= Murdo Ewen Macdonald =

Scottish minister

Rev Murdo Ewen Macdonald (28 August 1914 – 6 June 2004) was a Scottish minister.

== Early life ==
Macdonald was born in Harris and educated at Sir Edward Scott’s junior school Drinishadder School in Tarbert and later in Kingussie secondary school. In 1933, Macdonald went on to study arts and divinity at the University of St Andrews. While there, he became Scottish Universities middle-weight boxing champion and a friend of John Brown, father of Gordon Brown. In 1939, he was ordained as a Church of Scotland minister and inducted to the parish of Portree.

=== Military career ===
During World War II, he served as a chaplain with the Queen's Own Cameron Highlanders in Aruba, and with the 1st Parachute Brigade. He was wounded and taken prisoner of war during Operation Torch in North Africa in November 1942, and spent two and a half years in prison, including time in Stalag Luft III. There he was involved in preparations for the Great Escape. During this time he acted as a chaplain to United States prisoners, for which he was awarded the Bronze Star Medal for his "inspiring leadership and example" and "exceptional counselling to those suffering from mental depression and deterioration".

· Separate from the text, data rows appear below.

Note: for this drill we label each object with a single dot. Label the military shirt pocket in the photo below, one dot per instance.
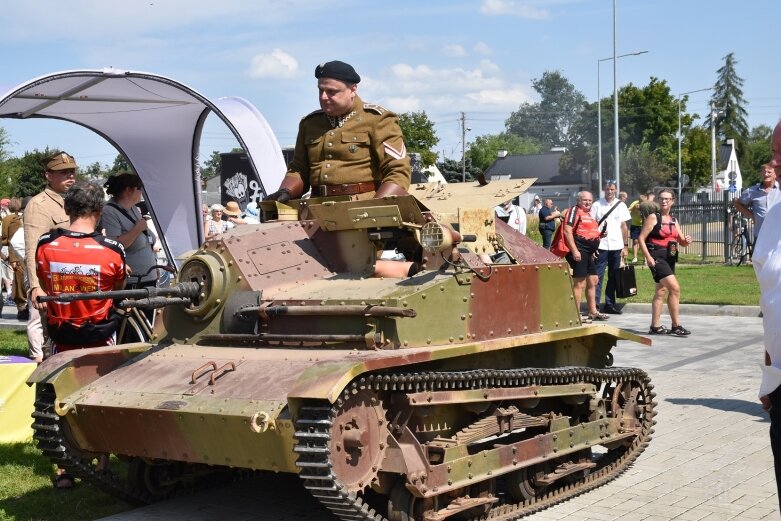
(313, 148)
(356, 144)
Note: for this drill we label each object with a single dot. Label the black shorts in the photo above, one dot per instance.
(634, 231)
(664, 266)
(587, 264)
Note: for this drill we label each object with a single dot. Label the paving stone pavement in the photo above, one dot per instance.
(709, 458)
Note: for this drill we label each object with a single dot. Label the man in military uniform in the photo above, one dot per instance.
(43, 213)
(348, 147)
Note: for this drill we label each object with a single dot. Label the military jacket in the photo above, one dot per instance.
(368, 146)
(43, 213)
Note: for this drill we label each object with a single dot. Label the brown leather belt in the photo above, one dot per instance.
(344, 189)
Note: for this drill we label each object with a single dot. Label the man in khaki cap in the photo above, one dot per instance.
(44, 212)
(348, 147)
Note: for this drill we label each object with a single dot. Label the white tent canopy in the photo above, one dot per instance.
(155, 123)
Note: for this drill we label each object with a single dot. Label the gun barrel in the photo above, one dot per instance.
(181, 290)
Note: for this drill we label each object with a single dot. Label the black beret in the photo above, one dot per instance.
(337, 70)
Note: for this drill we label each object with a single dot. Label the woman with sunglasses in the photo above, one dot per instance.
(122, 220)
(659, 240)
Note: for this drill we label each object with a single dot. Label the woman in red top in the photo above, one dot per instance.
(659, 240)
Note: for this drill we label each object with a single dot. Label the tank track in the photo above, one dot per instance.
(48, 431)
(315, 420)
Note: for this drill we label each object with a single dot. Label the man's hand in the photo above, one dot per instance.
(34, 294)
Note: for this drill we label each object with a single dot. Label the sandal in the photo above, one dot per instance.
(658, 330)
(679, 330)
(63, 481)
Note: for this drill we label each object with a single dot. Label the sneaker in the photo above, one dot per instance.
(658, 330)
(679, 330)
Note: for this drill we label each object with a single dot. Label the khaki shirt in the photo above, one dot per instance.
(43, 213)
(11, 224)
(367, 147)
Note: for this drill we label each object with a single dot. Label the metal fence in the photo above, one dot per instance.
(712, 225)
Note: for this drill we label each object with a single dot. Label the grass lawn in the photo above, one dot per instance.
(26, 492)
(704, 284)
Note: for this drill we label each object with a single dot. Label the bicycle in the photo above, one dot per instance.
(740, 246)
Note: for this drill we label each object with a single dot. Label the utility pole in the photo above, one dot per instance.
(713, 147)
(463, 148)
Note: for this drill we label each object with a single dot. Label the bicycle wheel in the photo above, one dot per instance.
(738, 250)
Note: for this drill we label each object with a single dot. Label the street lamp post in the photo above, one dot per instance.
(680, 136)
(599, 116)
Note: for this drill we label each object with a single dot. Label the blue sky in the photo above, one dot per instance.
(441, 56)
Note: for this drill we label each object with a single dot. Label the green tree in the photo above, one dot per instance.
(728, 99)
(549, 121)
(419, 135)
(642, 169)
(483, 151)
(120, 165)
(756, 153)
(212, 166)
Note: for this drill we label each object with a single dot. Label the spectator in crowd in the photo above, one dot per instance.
(613, 215)
(377, 166)
(582, 235)
(43, 213)
(6, 272)
(636, 224)
(122, 220)
(536, 206)
(12, 223)
(767, 266)
(216, 225)
(755, 200)
(547, 215)
(659, 241)
(512, 214)
(79, 257)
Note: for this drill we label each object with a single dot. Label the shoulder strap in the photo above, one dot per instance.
(126, 214)
(608, 213)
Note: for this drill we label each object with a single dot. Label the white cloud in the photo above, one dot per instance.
(483, 48)
(277, 64)
(517, 8)
(454, 51)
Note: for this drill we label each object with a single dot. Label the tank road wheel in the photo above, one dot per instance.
(523, 485)
(155, 479)
(358, 441)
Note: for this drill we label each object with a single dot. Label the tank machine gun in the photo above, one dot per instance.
(469, 390)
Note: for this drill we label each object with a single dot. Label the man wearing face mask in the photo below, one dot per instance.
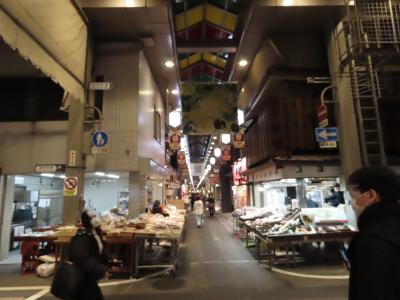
(374, 251)
(87, 253)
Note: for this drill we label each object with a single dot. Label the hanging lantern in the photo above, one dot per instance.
(225, 138)
(217, 152)
(212, 160)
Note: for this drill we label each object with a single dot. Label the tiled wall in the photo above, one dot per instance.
(25, 144)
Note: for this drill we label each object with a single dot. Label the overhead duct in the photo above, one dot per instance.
(50, 34)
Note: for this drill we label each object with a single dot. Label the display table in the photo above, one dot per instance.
(32, 247)
(173, 237)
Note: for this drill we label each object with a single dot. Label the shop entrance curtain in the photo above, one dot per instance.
(51, 35)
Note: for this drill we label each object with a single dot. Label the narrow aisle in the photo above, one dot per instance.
(215, 266)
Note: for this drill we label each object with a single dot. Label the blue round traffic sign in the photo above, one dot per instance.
(100, 139)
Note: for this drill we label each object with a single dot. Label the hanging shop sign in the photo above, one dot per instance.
(326, 136)
(100, 86)
(70, 186)
(174, 138)
(215, 178)
(181, 158)
(323, 115)
(238, 140)
(100, 142)
(46, 168)
(226, 152)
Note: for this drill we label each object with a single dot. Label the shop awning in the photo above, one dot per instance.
(295, 167)
(51, 35)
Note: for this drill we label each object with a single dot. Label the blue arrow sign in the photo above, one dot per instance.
(329, 134)
(100, 139)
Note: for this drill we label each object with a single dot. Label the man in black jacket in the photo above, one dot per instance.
(375, 251)
(87, 252)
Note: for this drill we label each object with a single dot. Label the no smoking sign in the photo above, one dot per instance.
(70, 186)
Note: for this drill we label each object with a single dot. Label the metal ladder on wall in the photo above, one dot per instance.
(365, 89)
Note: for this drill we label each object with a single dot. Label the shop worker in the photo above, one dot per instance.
(87, 255)
(158, 209)
(374, 252)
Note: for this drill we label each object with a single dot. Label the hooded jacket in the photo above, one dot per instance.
(374, 254)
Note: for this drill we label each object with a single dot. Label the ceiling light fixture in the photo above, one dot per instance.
(47, 175)
(240, 117)
(217, 152)
(212, 160)
(174, 119)
(129, 3)
(113, 176)
(243, 62)
(169, 64)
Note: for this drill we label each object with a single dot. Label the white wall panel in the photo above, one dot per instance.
(104, 195)
(119, 66)
(149, 95)
(25, 144)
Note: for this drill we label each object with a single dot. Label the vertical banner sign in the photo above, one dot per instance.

Returning to Scotland, he served as minister at Partick Old Parish Church, Glasgow from 1947 to 1949 and then at St George's West Parish Church, Edinburgh from 1949 to 1963.

=== Personal life and death ===
He was appointed professor of practical theology at Trinity College, Glasgow in 1966. He retired in 1984. He was awarded an honorary doctor of divinity degree by the University of St Andrews. He died in Glasgow in 2004.